Laura estava ao meu lado, no banco da frente. Ainda era muito cedo para ter loucos bêbados àquela hora na rua, pelo menos era o que eu pensava. Como eu me culpava por estar tão errado. Eu estava feliz, sossegado, dirigindo calmamente em direção à casa dos meus pais, onde comemoraríamos o ano novo, exatamente quando um motorista bêbado entrou na pista ao lado, na contramão. O carro que vinha em sua direção virou bruscamente, apenas para não acertar o bêbado enlouquecido, invadindo a nossa pista, mas, o nosso carro estava exatamente em sua direção. Ele acertou o lugar em que Laura estava. Não houve tempo nem de levá-la ao hospital.

O motorista do carro que tentou desviar também ficou gravemente ferido, mas foi levado para o hospital. Nós estávamos na delegacia quando ela recebeu a noticia. Vários termos médicos incompreensíveis que queriam dizer uma única verdade incompreensível para qualquer ser humano.

Ela balançou a cabeça compreendendo, mas sem conseguir assimilar o tamanho da tragédia. Eu pude entender que era seu pai que estava ao seu lado. Aquele que bateu diretamente em minha Laura. Eu sabia que culpa não era dele, era do louco bêbado que fugiu e até agora não tinha sido encontrado, mas, por um momento de pura raiva, eu pensei que ele mereceu o que tinha lhe acontecido.

O olhar dela ficou fixo durante muito tempo em uma parede, até que o muro que ela tinha erguido a sua volta finalmente se rachou, e suas lágrimas começaram a desabar sem resistência.

Aquele era um lugar frio e insensível, em que provavelmente todos estavam acostumados com lágrimas alheias, portanto, não se importariam com mais uma jovem que perdeu alguém da família chorando. Alguém que provavelmente só estava estragando ainda mais sua noite de ano novo, portanto, eu era o único que restava. Além disso, se envolver com a dor de outra pessoa, talvez fizesse com que eu esquecesse um pouco da minha.

Ela não se importou que eu a abraçasse, na verdade, aquilo parecia ser tudo o que ela precisava naquele momento, e eu pude fingir, mesmo que por uma fração de segundo, que era a minha Laura que estava novamente ao meu lado, e que tudo estava bem.

Após esse dia, nós compartilhamos as nossas tristezas, o que por alguns momentos pareceu diminuir aquela enorme dor, mas também começamos a compartilhar as alegrias. Foram tantos momentos maravilhosos, que pareciam ser completamente corretos, mas nunca perfeitos. Eles sempre eram ofuscados pela lembrança do momento que nos uniu.

Era como uma sombra pairando sobre nós.

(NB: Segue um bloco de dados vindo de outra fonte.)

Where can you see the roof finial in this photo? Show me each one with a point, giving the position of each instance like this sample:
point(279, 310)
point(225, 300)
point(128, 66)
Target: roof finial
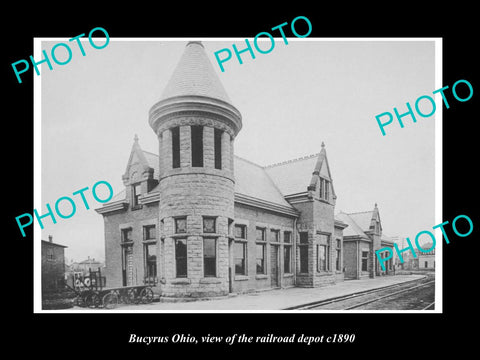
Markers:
point(195, 42)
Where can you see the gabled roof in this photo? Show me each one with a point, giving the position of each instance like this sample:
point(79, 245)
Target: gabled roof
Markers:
point(362, 219)
point(195, 75)
point(146, 159)
point(300, 175)
point(152, 160)
point(353, 228)
point(252, 180)
point(294, 176)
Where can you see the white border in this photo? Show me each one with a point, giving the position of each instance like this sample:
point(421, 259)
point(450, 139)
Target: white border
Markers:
point(438, 184)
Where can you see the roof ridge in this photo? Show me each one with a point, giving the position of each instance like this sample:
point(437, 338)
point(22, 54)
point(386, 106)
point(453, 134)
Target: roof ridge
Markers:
point(150, 152)
point(292, 160)
point(249, 161)
point(359, 212)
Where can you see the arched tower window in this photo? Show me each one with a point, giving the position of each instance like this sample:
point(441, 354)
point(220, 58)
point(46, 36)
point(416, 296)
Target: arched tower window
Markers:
point(218, 148)
point(197, 145)
point(176, 147)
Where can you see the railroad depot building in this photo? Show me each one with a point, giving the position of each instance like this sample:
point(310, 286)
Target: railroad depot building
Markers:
point(198, 221)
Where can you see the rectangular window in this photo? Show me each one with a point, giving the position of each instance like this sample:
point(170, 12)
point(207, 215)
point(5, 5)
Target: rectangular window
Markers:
point(218, 148)
point(176, 147)
point(303, 250)
point(239, 254)
point(50, 255)
point(321, 257)
point(287, 259)
point(197, 145)
point(149, 232)
point(260, 256)
point(338, 252)
point(127, 235)
point(364, 260)
point(180, 225)
point(136, 192)
point(208, 225)
point(209, 258)
point(181, 257)
point(260, 234)
point(150, 261)
point(240, 232)
point(275, 235)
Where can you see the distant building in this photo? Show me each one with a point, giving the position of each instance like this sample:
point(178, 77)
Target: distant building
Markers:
point(361, 239)
point(53, 265)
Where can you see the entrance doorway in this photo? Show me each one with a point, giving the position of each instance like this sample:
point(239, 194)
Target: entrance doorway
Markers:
point(275, 266)
point(127, 276)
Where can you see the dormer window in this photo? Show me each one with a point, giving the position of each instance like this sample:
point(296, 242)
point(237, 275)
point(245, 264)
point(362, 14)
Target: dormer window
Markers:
point(136, 193)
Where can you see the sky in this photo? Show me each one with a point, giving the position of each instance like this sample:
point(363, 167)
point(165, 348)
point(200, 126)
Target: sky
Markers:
point(291, 100)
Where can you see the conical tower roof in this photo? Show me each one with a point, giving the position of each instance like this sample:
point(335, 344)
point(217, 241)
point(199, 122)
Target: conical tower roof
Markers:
point(195, 75)
point(194, 89)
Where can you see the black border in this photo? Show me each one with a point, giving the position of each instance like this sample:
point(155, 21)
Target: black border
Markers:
point(382, 334)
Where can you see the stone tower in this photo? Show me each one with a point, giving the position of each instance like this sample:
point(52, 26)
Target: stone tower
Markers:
point(196, 125)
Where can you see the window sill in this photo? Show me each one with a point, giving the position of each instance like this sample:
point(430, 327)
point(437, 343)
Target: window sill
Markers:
point(181, 282)
point(324, 273)
point(241, 277)
point(210, 280)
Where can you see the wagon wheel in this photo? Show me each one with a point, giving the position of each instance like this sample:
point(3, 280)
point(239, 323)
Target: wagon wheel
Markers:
point(80, 301)
point(132, 297)
point(93, 300)
point(110, 300)
point(146, 295)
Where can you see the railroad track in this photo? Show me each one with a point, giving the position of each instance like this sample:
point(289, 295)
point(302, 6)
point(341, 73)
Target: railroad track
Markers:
point(367, 297)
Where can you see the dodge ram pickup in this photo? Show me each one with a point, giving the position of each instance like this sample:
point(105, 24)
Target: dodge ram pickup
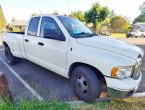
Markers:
point(67, 47)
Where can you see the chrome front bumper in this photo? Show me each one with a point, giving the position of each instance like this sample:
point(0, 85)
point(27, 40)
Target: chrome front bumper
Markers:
point(124, 88)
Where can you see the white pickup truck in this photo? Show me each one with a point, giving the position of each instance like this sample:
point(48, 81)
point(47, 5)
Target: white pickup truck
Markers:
point(67, 47)
point(136, 34)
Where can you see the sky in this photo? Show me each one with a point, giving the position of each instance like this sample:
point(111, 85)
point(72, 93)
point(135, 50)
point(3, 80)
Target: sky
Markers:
point(23, 9)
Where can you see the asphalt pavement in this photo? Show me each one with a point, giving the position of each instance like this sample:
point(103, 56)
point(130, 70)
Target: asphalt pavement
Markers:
point(46, 83)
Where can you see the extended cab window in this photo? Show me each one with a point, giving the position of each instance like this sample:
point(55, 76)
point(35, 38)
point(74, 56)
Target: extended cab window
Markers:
point(33, 26)
point(50, 29)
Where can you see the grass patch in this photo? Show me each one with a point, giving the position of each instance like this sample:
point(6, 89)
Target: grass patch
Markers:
point(118, 35)
point(35, 105)
point(116, 104)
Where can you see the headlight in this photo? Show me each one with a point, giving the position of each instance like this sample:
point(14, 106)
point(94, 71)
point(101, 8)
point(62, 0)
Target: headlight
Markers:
point(122, 72)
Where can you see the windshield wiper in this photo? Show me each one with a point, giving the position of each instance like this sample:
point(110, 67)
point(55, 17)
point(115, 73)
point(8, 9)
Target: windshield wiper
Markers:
point(81, 33)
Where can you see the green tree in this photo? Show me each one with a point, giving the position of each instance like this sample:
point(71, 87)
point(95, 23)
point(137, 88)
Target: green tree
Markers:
point(2, 19)
point(78, 15)
point(55, 13)
point(120, 24)
point(96, 14)
point(140, 18)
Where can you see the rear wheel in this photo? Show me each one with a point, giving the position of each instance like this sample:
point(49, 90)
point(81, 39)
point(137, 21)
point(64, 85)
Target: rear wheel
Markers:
point(85, 84)
point(9, 57)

Ela sempre dizia que me amava, mas que estar comigo era sempre ter que se lembrar do que tinha acontecido. Sempre sentir como se nunca pudesse deixar aquele dia para trás.

Eu deveria ter visto o que estava acontecendo. Ela estava cada vez mais triste. Olhava em minha direção e seus olhos se enchiam de lágrimas. Dizia que me amava, me abraçava, e eu enxugava o seu pranto.

Eu deveria ter previsto que tudo levaria a isso, e agora, eu estou novamente sozinho.

“Você sempre estará em meu coração. Não importa o que aconteça.”